John Stott (Christ the Controversialist) outlines the following points, arising from Mark 7:1-13:-
1. Scripture is divine, tradition is human. What the Pharisees referred to as ‘the tradition of the elders’, vv3,5, Jesus calls, ‘the precepts of men’, v7, and ‘the tradition of men’, v8. ‘Thus we have our Lord’s own authority for distinguishing between Scripture and tradition as between God’s Word written and all human interpretations and accretions…Therefore as Jesus distinguished between Moses and the elders, so we must distinguish between apostolic tradition (which is Scripture) and ecclesiastical tradition (which is the teaching of the church). We must also say with him that the latter is human, but the former divine.’

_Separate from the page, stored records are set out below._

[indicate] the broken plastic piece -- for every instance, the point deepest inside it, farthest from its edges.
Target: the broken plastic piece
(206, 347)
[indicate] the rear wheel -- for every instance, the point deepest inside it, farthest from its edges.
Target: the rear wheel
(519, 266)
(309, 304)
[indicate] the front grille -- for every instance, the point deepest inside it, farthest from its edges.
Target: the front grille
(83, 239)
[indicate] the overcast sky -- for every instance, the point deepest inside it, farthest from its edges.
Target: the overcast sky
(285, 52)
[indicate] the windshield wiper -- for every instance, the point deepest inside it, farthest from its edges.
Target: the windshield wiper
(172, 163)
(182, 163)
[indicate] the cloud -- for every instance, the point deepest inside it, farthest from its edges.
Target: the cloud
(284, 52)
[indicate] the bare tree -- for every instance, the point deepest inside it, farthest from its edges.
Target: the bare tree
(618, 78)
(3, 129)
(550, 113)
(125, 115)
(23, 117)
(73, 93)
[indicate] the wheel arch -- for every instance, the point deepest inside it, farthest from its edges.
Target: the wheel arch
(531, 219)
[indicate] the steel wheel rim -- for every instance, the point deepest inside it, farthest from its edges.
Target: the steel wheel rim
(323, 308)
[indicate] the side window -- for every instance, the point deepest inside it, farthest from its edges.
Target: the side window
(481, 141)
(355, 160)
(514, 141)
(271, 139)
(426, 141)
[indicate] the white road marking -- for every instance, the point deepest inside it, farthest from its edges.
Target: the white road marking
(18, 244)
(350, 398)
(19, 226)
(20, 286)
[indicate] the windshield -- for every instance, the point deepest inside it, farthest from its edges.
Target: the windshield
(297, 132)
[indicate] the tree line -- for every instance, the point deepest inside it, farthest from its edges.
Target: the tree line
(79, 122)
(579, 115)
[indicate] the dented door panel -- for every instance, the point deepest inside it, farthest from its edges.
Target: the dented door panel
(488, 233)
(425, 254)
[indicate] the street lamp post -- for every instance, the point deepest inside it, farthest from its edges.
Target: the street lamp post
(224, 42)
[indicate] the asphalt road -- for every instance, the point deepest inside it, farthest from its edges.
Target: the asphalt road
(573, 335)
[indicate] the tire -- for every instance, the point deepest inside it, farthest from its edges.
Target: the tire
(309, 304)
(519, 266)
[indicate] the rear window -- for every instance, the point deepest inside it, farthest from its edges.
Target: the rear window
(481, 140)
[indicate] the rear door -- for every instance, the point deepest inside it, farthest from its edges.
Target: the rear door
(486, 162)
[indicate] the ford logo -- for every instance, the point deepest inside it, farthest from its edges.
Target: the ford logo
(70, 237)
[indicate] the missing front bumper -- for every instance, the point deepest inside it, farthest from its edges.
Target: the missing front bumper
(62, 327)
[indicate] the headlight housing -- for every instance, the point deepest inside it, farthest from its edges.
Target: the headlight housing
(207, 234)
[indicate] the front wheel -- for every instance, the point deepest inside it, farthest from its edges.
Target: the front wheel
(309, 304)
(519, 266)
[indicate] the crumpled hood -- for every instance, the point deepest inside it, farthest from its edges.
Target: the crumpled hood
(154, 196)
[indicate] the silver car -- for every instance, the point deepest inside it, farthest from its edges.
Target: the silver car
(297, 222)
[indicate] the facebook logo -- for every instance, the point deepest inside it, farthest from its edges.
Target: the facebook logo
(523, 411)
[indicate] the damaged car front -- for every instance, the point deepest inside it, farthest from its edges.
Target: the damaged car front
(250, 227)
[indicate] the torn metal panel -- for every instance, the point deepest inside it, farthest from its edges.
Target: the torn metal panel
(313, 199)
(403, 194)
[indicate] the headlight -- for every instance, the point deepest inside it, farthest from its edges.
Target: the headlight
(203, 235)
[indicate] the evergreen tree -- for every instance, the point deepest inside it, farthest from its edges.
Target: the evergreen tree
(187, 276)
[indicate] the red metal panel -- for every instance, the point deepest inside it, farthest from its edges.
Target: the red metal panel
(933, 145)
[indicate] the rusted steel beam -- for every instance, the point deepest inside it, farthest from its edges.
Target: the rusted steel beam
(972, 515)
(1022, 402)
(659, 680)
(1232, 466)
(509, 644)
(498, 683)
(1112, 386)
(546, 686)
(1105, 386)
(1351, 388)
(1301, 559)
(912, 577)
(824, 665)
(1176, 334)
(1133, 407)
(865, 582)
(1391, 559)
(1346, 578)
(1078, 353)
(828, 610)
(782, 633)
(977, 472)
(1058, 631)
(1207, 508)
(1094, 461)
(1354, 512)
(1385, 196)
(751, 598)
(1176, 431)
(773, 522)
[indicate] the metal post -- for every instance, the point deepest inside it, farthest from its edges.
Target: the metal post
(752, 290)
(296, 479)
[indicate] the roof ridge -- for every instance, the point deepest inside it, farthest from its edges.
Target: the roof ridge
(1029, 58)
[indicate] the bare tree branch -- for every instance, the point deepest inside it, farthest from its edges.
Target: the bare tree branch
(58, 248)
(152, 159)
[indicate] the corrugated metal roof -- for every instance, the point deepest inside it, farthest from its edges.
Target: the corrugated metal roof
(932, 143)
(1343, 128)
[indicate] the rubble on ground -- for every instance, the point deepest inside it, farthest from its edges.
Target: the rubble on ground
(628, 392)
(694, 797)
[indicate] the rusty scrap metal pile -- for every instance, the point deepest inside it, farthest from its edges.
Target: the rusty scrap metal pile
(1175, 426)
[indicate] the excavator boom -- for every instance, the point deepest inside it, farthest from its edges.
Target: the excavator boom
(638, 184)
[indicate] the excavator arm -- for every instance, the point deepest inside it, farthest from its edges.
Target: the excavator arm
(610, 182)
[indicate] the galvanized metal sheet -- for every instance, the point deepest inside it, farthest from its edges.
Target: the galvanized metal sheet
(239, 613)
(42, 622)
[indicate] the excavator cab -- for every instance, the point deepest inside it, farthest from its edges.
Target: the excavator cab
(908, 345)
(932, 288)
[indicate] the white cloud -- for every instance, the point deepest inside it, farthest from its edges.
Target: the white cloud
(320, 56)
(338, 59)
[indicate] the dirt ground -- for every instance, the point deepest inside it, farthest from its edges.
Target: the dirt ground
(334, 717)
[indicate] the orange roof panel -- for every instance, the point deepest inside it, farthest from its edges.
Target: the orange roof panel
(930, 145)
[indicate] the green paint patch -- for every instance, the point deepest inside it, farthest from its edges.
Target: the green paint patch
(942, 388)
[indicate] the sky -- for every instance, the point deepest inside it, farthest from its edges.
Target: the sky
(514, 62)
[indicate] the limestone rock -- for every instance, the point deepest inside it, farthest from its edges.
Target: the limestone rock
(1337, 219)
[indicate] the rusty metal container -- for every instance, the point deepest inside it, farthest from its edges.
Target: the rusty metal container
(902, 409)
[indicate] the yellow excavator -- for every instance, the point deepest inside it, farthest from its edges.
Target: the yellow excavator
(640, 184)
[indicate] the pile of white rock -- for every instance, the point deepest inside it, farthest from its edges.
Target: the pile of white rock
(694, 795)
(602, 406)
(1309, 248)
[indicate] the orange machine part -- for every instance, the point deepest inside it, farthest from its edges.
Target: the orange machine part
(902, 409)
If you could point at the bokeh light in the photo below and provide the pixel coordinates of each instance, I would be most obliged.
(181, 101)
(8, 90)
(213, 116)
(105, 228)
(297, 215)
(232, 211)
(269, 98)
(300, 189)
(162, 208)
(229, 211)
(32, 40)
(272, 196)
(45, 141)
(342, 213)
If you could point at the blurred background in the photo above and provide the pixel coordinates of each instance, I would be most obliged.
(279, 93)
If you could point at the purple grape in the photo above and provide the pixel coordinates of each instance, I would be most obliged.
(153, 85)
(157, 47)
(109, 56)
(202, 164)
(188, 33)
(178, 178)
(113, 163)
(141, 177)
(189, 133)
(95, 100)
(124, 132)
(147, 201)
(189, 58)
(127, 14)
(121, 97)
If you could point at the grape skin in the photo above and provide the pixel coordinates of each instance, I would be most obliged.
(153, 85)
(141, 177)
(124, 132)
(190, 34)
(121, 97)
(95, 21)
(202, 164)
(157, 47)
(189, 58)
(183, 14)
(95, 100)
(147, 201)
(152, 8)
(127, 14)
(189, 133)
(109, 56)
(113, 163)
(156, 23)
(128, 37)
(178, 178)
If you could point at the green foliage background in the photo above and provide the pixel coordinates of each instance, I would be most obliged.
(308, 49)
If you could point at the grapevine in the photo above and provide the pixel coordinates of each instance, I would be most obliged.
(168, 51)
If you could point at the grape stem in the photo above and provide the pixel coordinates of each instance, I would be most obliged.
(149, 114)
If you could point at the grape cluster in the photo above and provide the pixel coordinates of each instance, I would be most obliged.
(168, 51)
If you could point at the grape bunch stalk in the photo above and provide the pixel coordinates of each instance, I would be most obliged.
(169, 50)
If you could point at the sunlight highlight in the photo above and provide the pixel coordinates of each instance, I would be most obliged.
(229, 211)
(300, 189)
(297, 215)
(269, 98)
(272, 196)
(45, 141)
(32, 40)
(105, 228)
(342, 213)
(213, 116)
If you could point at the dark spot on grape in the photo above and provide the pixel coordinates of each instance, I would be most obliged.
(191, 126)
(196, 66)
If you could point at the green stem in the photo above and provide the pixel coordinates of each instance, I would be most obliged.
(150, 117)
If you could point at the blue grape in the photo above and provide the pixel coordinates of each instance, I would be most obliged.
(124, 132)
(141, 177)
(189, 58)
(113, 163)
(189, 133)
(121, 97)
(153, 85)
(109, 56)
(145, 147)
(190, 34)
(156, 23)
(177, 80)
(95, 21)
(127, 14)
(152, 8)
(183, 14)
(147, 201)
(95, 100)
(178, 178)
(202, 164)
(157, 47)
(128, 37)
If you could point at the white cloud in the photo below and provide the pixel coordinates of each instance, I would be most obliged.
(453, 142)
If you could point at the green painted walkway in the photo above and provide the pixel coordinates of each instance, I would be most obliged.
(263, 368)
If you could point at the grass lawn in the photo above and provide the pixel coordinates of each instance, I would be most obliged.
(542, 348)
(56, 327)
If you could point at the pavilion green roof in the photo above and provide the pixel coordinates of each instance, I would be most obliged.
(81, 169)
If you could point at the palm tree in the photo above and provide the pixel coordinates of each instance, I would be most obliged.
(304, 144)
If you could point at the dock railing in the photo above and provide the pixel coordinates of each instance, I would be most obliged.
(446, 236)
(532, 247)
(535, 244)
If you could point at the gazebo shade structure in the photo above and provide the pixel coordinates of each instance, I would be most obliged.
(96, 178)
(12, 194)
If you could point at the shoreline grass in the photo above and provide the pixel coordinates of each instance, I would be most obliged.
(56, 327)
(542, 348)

2. Scripture is obligatory, tradition is optional. Jesus did not reject all human traditions as harmful, but he put them in a secondary place. We err, not when give some place to such traditions, but when we ‘teach as doctrines the precepts of men’; when we try to enforce on others what God has not prescribed. Some traditions may be harmless; others may be positively helpful. Paul would even allow some Christians to be circumcised under certain circumstances, but he would not permit this to be turned into a rule.
3. Scripture is supreme, tradition is subordinate. The designation of money as ‘Corban’ – dedicated for the service of God in the Temple – was, as a human tradition, subordinate to the divine command to ‘honour your father and your mother’. Three times Jesus speaks of rejecting God’s commands in favour of human tradition, vv8,9,13.
Stott adds that the relation between Scripture and tradition was one of the main issues of the Reformation. Both sides accepted the inspiration and authority of Scripture. But, just as the Pharisses attempted to trace back their traditions to Moses, so the Roman church claimed that theirs went back to Christ. The Council of Trent in 1546 declared, ‘Scripture and tradition are to be received by the Church as of equal authority.’ Consequently, the Roman church did not purge out the unbiblical traditions about the Virgin Mary, the Mass, the Priesthood, purgatory and indulgences.
For ourselves, we must distinguish more clearly between tradition and Scripture. Evangelicals, in the fairly recent past, accepted uncritically, ‘smoke not, drink not, dance not’, as if these had unquestionable biblical authority. We are no more at liberty to impose human traditions on people than the Pharisees were.